Not Only WP 2.2 will be Delayed

You’ve probably read that Matt Mullenweg announced a delay to the WP 2.2 release, which was previously due in 4 days, on your Dashboard already, but it still is worth blogging. As I am creating my new theme—now at a rough estimate of 75% completion after five [half] days of work—I think it would be better to delay the release of AjaLapus.com 4.0 as well.

New features from WP 2.2, including core Widgets support, integrated tagging system[1] and Atom 1.0 standard syndication feeds, would most probably make me revise my theme a lot more since I am planning to use them anyway. And since I still haven’t tried using nightlies, nor do I have time and patience to install AMP again on either my Linux or Windows installations to test and develop on a nightly, it’d probably be best if I would wait the couple of weeks out for the new WordPress to be released.

So far, I have the following completion percentages for the templates of the upcoming theme before I delay working on it:

  • Header, Footer, and Single post templates and styles at 100%
  • Homepage, Quasi-static Pages, and Sidebar templates and styles at about 90%
  • Archives [including Tag, Date, Category and Search pages], 404 page, and Page-specific templates at 0%

And, btw, I’ve already consulted Shari and Lexie about the theme and they seem to like it so far. That was a relief since Shari immediately turned down the first one I’ve made. Well, not that it all depends on them—I really just like positive feedback.

For those who were browsing yesterday late at night and have been [403] Forbidden from viewing any page, that was most probably be me doing some tests. Ugh. I really need a local LAMP/WAMP installation.

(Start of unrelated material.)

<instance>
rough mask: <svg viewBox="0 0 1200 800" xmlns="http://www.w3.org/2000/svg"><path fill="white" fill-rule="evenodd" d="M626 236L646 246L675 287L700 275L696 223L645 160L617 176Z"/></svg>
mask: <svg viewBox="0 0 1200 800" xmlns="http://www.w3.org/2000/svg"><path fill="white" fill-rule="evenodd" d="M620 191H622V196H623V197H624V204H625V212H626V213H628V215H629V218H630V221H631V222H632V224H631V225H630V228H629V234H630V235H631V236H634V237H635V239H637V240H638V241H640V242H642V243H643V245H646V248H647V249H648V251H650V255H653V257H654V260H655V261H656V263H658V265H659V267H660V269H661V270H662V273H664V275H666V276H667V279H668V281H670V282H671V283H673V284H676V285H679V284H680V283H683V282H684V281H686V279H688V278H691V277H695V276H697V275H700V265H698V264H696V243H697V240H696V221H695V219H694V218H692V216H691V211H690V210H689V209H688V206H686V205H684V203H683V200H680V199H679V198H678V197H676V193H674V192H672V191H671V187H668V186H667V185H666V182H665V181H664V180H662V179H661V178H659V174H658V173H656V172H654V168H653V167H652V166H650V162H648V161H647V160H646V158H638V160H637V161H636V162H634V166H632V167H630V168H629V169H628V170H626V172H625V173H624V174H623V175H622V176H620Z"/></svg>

And, about the issue of ad serving using Google AdSense, I decided to stick to HTML-compatible XHTML Strict since I’ve encountered a FAQ from Google stating that AdSense code within an <iframe> would lead to PSAs or less targeted ads [probably the same case an <object> tag would produce] even though that method was approved by Google.

So, there you have it—just lame updates. I’m getting busy at school since I’m taking up my Math 321 this summer vacation.[2] I still do hope I’d have more fun before the vacation ends.

Footnotes:

  1. ^ As Dougal Campbell pointed out, it was pushed to 2.3 milestone—I wasn’t reading the wp-hackers list as well.
  2. ^ If you can’t remember, it’s because of this little problem.